Para o vice-presidente da Sociedade Brasileira de Endocrinologia e Metabolismo, o ideal seria que os pacientes tivessem acesso a centros de tratamento multidisciplinares: “um lugar completo, onde você tenha educador físico, nutricionista, psicólogo, psiquiatra, endocrinologista, clínico geral quem pode seguir este tratamento. Eu realmente vejo como uma necessidade ter uma equipe multidisciplinar, porque a obesidade é multifatorial. Os medicamentos tratam a obesidade, mas não tratam os motivos que levaram ao ganho de peso.”

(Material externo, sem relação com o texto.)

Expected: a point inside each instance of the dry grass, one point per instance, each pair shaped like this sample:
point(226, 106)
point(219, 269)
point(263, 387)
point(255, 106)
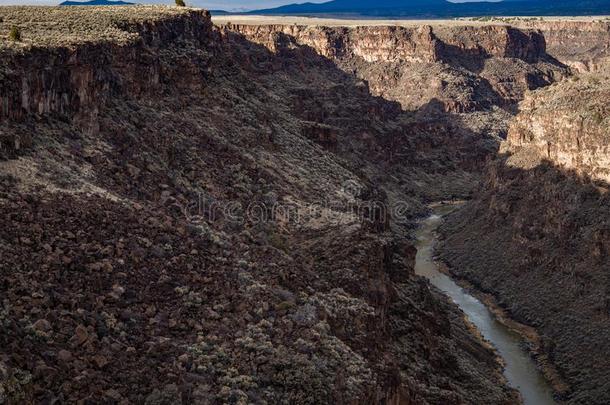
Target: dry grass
point(69, 26)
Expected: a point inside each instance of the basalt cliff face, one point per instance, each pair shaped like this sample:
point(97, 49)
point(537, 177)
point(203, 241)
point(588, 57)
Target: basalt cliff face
point(537, 235)
point(584, 46)
point(189, 217)
point(456, 68)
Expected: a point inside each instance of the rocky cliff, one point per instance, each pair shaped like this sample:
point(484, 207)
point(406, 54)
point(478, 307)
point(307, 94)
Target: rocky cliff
point(582, 45)
point(567, 125)
point(537, 236)
point(457, 68)
point(189, 217)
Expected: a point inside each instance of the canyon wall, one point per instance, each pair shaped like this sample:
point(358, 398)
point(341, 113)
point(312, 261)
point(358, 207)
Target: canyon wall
point(537, 235)
point(584, 46)
point(455, 68)
point(189, 217)
point(567, 125)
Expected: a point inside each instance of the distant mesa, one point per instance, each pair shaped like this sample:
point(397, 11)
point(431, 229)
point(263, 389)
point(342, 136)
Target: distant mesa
point(96, 3)
point(440, 8)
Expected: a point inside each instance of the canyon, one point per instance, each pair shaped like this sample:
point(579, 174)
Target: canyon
point(207, 212)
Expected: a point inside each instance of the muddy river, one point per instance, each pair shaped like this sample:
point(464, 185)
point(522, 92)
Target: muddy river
point(521, 371)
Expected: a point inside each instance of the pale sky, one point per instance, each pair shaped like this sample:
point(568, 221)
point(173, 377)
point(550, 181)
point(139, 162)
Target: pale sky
point(229, 5)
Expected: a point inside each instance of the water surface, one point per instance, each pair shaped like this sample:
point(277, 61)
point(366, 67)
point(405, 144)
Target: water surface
point(520, 371)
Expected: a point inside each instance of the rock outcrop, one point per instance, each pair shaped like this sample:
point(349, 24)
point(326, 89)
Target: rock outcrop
point(537, 236)
point(584, 46)
point(568, 125)
point(189, 217)
point(460, 68)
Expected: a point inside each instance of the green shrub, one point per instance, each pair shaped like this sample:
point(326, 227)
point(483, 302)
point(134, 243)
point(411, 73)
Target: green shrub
point(14, 34)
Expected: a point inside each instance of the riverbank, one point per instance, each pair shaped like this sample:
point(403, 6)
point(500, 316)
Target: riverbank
point(519, 369)
point(531, 339)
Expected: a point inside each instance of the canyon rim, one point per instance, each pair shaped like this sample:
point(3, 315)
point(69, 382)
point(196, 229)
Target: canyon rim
point(223, 210)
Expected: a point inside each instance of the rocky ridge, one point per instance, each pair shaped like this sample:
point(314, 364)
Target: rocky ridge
point(537, 235)
point(458, 69)
point(192, 218)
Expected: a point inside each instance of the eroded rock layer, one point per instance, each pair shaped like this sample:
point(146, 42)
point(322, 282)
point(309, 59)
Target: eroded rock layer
point(454, 68)
point(189, 217)
point(537, 235)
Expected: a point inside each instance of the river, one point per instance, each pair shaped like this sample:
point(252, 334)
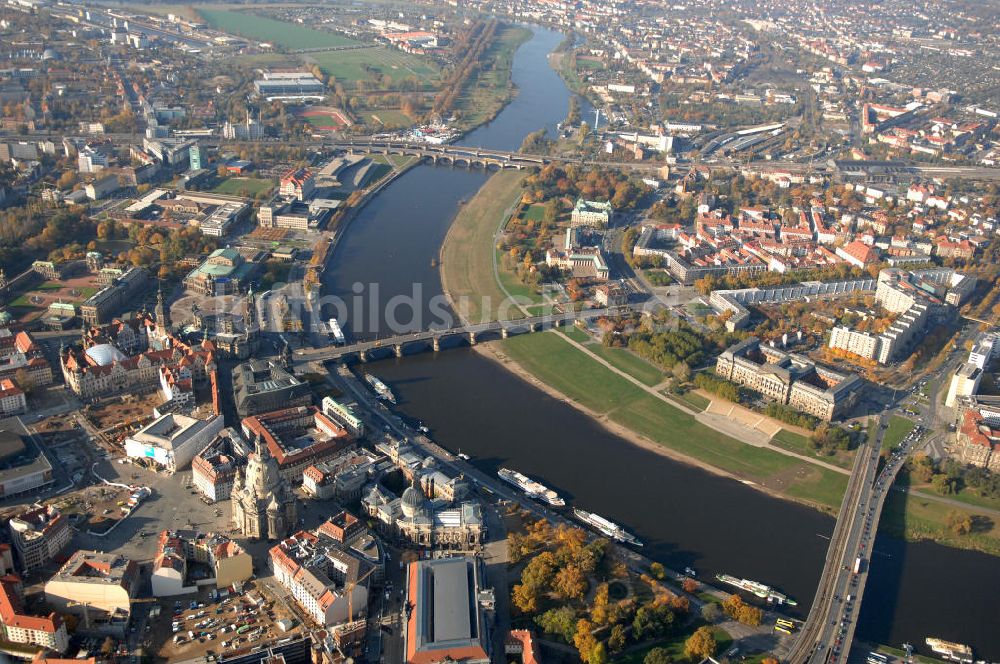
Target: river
point(686, 516)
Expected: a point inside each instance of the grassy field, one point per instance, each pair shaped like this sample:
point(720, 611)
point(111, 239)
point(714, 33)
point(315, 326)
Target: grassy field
point(388, 118)
point(629, 362)
point(467, 254)
point(575, 333)
point(579, 377)
point(485, 93)
point(279, 33)
point(675, 646)
point(795, 442)
point(349, 67)
point(898, 428)
point(694, 400)
point(248, 187)
point(916, 517)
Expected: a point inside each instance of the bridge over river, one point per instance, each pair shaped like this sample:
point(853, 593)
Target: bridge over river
point(826, 636)
point(438, 339)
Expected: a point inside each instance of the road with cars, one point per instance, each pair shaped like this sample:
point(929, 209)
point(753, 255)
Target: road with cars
point(828, 632)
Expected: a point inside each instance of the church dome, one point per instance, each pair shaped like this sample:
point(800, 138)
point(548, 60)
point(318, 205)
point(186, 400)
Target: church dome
point(412, 502)
point(104, 354)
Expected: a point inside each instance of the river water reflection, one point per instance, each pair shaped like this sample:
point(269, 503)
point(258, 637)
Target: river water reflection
point(686, 516)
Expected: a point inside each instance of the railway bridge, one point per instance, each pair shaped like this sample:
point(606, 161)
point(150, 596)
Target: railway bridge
point(448, 155)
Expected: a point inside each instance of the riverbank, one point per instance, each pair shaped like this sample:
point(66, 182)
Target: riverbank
point(572, 376)
point(486, 93)
point(467, 254)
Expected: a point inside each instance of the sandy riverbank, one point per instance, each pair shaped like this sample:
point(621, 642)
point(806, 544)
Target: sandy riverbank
point(493, 352)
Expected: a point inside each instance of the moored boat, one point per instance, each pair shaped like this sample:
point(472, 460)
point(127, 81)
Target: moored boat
point(756, 588)
point(606, 527)
point(533, 489)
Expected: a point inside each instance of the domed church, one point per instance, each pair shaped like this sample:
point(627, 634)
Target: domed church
point(264, 506)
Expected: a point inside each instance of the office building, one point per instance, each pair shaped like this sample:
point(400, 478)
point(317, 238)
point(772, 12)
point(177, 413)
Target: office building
point(172, 440)
point(262, 386)
point(790, 379)
point(47, 632)
point(38, 534)
point(96, 587)
point(448, 622)
point(177, 551)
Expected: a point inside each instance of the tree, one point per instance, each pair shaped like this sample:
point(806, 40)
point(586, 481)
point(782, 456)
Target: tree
point(958, 522)
point(657, 656)
point(584, 639)
point(701, 644)
point(710, 612)
point(525, 598)
point(570, 583)
point(616, 640)
point(560, 621)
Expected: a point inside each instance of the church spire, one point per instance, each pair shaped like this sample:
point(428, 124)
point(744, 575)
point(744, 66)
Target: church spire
point(162, 315)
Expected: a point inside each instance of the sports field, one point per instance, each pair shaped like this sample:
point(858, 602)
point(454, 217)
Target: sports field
point(322, 117)
point(279, 33)
point(246, 187)
point(351, 66)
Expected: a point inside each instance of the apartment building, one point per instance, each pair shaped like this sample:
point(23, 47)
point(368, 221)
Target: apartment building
point(47, 632)
point(175, 550)
point(326, 579)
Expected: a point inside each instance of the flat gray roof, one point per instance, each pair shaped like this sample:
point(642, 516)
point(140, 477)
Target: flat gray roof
point(452, 595)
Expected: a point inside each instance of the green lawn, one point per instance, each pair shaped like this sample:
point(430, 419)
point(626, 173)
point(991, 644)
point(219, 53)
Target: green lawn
point(534, 212)
point(279, 33)
point(898, 428)
point(246, 187)
point(916, 517)
point(630, 363)
point(468, 251)
point(582, 379)
point(488, 90)
point(349, 67)
point(389, 118)
point(675, 646)
point(794, 442)
point(575, 333)
point(514, 286)
point(694, 400)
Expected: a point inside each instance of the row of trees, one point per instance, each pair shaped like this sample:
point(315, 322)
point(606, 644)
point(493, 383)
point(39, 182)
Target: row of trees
point(474, 43)
point(591, 183)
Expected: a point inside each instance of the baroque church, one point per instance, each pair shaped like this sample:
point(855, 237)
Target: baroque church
point(264, 506)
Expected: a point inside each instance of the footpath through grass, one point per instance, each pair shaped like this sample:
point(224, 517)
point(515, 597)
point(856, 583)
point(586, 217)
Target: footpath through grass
point(279, 33)
point(467, 254)
point(899, 427)
point(917, 517)
point(578, 376)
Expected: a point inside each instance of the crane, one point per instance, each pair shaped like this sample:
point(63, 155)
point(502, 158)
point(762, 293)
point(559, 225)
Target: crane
point(349, 589)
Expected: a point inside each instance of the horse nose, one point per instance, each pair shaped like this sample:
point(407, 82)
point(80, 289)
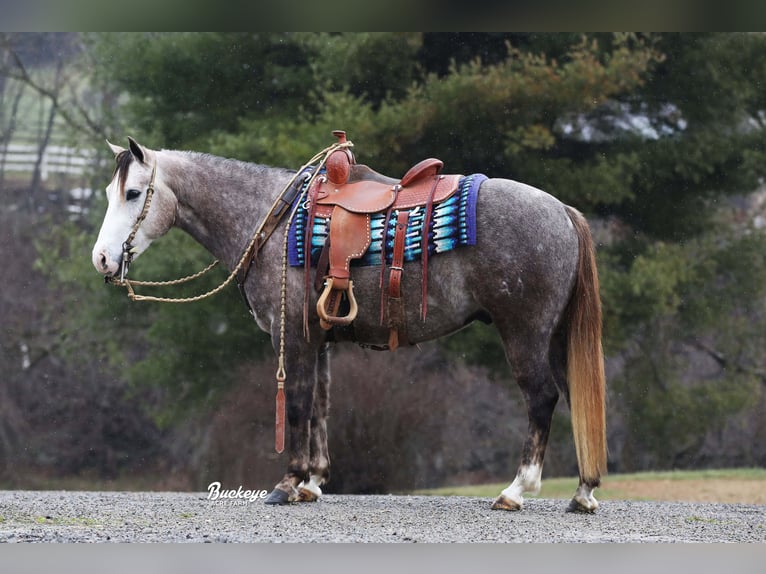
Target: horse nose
point(103, 262)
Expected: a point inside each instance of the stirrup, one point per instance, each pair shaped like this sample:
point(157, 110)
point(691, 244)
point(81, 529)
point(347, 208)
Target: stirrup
point(329, 321)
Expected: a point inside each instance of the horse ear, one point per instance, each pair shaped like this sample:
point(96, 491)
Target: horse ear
point(116, 150)
point(136, 150)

A endocrinologista alerta ainda que os programas públicos precisam de protocolos para garantir o melhor aproveitamento dessa estratégia: “Aqui no Iede, por exemplo, estamos dispensando Liraglutida para pacientes com obesidade grave, que não responderam a outros medicamentos, que possuem outras comorbidades. E diante dessa situação, vale a pena investir em medicamentos mais caros.”

Até mesmo as bulas dos medicamentos disponíveis no Brasil – Saxenda, que contém liraglutida, e Wegovy, que contém semaglutida – indicam que são indicados para uso por adultos com índice de massa corporal acima de 30 quilos por metro quadrado (kg/m²), o que caracteriza obesidade, ou 27kg/m2, na faixa de sobrepeso, desde que o paciente tenha algum problema de saúde relacionado a essa condição.

Os medicamentos também podem ser usados ​​por adolescentes maiores de 12 anos, obesos e com peso mínimo de 60kg. Em todos os casos, a recomendação é que o medicamento seja associado à dieta alimentar e à prática de exercícios físicos.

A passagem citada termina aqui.